É deste último patamar do “capitalismo democrático” com seu formidável poder de exorcizar a ignorância e a miséria que os poucos países que chegaram a usufruí-lo estão sendo constrangidos a recuar pela diluição das fronteiras nacionais e o esvaziamento do poder também da versão benigna do Estado de fazer valer legislações específicas. Mas mesmo que seja somente até à etapa anterior – a da estrita igualdade perante a lei, inclusive e principalmente para os agentes do Estado – este Brasil dos privilégios automaticamente legalizados desde que simplesmente “adquiridos” um dia tem muito que andar.

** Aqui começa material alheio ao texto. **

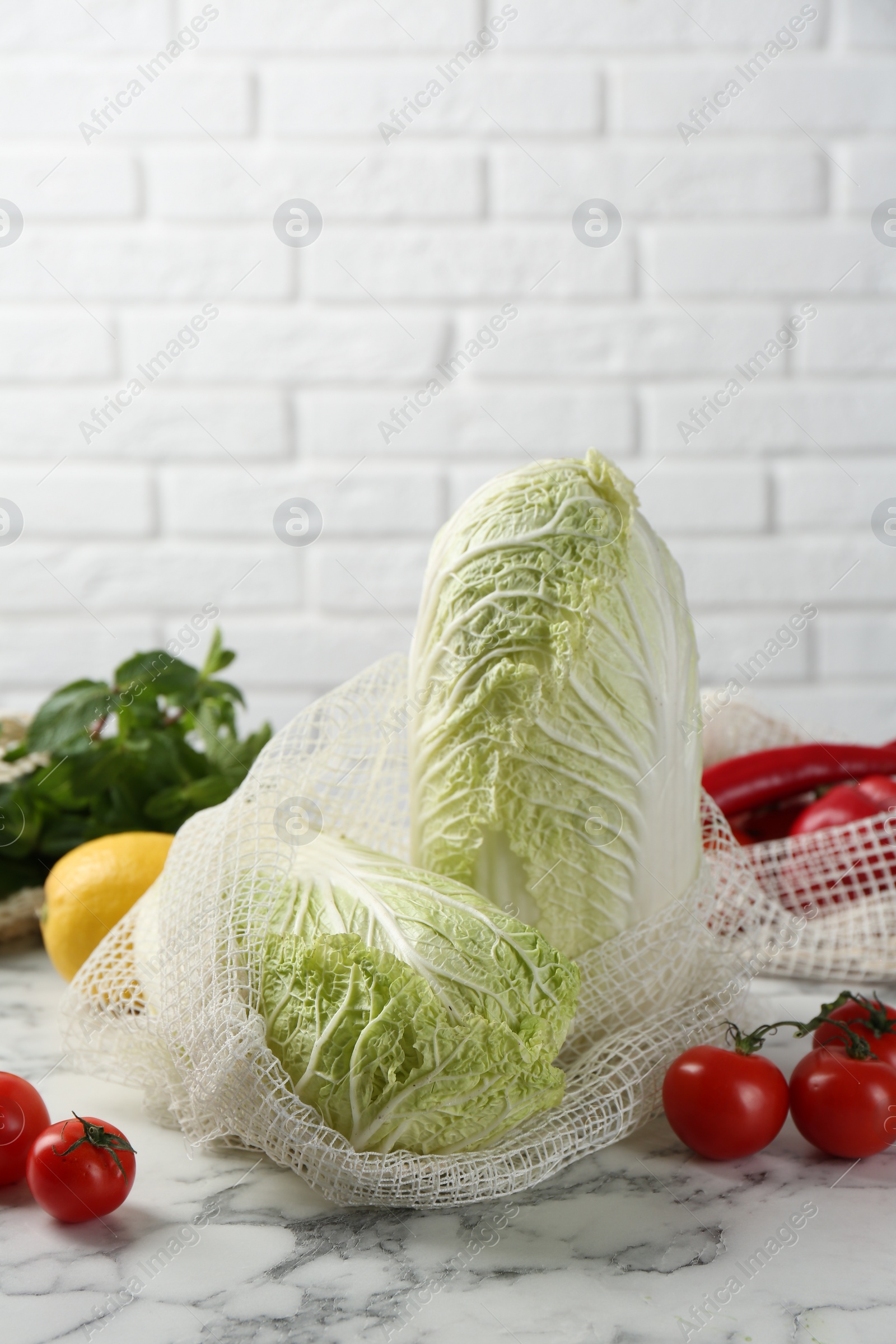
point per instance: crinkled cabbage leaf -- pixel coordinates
(405, 1007)
(554, 736)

O que há de importante na sequência de eventos históricos acima descritos é a ordem dos fatores. Os asiáticos, que têm conseguido “viradas” nada menos que miraculosas da selvageria política e da miséria para o império da lei e a abundância em menos de uma geração, estão aí para provar que, desde que nos disponhamos finalmente a percorrer esta que é hoje uma velha estrada batida, podemos produzir o mesmo milagre em bem menos tempo que os 800 anos tomados aos desbravadores ingleses.

Ultrapassados os limites que ultrapassamos não há mais “meias-solas” possíveis. Não haverá remissão sem a eliminação do privilégio legalizado que impede o País de respirar. E quanto mais demorar para essa questão ser encarada de frente, menos fôlego restará para repor em pé uma economia exaurida. O necessário tratamento aos agentes coadjuvantes da miséria do Brasil – os “empresários” a que os donos das chaves dos cofres públicos recorrem para desviar dinheiro para fora do sistema – ettá em curso. Mas não basta. É preciso atacar o desvio sistemático e legalizado da riqueza nacional impondo aos agentes do Estado a mesma lei – penal, salarial, tributária, de direitos, de deveres, de segurança e de insegurança no trabalho, de aposentadorias e de pensões – que já vale para todos os outros brasileiros e demais habitantes do mundo real.